Community Medicine developed as a branch of medicine distinct from Public Health. By definition, Community medicine is applied to ‘healthy’ people, customarily by actions affecting large numbers or populations. Its primary objective is prevention of disease and promotion of health. The development of laboratory methods for the early detection of disease was a further advance.

Community Medicine has been defined as that speciality which deals with populations, and comprises those doctors who try to measure the needs of the population, both sick and well, who plan and administer services to meet those needs, and those who are engaged in research and teaching in the field.

Decades old concept of health care approach has experienced a dramatic change. Today health is not merely an absence of disease; it is related to quality of life instead.
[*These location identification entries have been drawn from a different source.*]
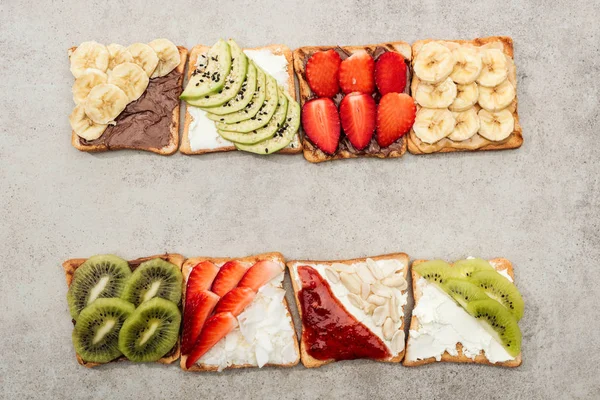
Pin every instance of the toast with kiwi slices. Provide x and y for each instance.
(467, 99)
(236, 314)
(98, 68)
(240, 100)
(111, 300)
(477, 295)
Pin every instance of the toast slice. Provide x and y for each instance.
(476, 142)
(177, 259)
(97, 145)
(501, 264)
(308, 360)
(190, 263)
(345, 150)
(277, 49)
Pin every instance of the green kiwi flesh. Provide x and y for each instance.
(154, 278)
(151, 331)
(96, 333)
(100, 276)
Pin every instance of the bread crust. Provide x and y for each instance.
(514, 140)
(307, 360)
(498, 263)
(174, 131)
(277, 49)
(187, 267)
(177, 259)
(313, 153)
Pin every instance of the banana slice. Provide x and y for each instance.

Health is considered a means of productivity. Thus health development is essential to socio-economic development as a whole. Since health is an integral part of development, all sectors of society have an effect on health. Scope of medicine has extended from individual to community. Study of health and disease in population is replacing study of disease in man. Germ theory of disease gave place to newer concepts - multi-factorial causation. Social and behavioural aspects of the disease have been accorded a new priority. Contemporary medicine is no longer solely an art and science for the diagnosis and treatment of diseases. It is also the science for the prevention of disease and promotion of health. Today technical sophistication of modern medicine is not an answer to everyday common ailments of the vast poor in the country. Appropriate technology and cheaper interventions like Oral Rehydration Solution (ORS), immunisation, etc., are increasingly being applied as life saving measures and for disease prevention in community health care. Physicians’ role is no longer confined to diagnosing and treating those who come to the clinic. He is also responsible for those who need his service but can not come to the clinic. Health of the people is not only the concern of health care providers. It is the responsibility of the community also to identify and solve their own health problems through their active participation.
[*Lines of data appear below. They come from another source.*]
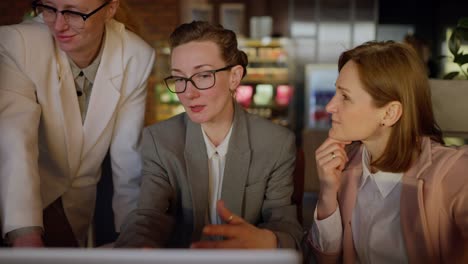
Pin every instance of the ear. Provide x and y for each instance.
(236, 77)
(112, 10)
(392, 114)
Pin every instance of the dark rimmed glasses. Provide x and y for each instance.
(74, 19)
(201, 80)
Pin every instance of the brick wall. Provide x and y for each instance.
(12, 11)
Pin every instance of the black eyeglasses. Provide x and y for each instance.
(201, 80)
(75, 20)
All these changes in concept and ideas of health and health care system are embodied in community health care. The spate of new ideas and concepts, for example, increasing importance given to social justice and equity, recognition of crucial role of community participation called for the new approaches to make medicine in the service of humanity more effective.

In 1978, the UN's Alma-Ata Declaration of Health for All by 2000 specified that Primary Health Care approaches are the means of achieving their goal of Health For All by 2000 AD. The Primary Health Care approach stressed that “essential health care should be made universally accessible to individuals and acceptable to them, through their full participation and at a cost the community and the country can afford”.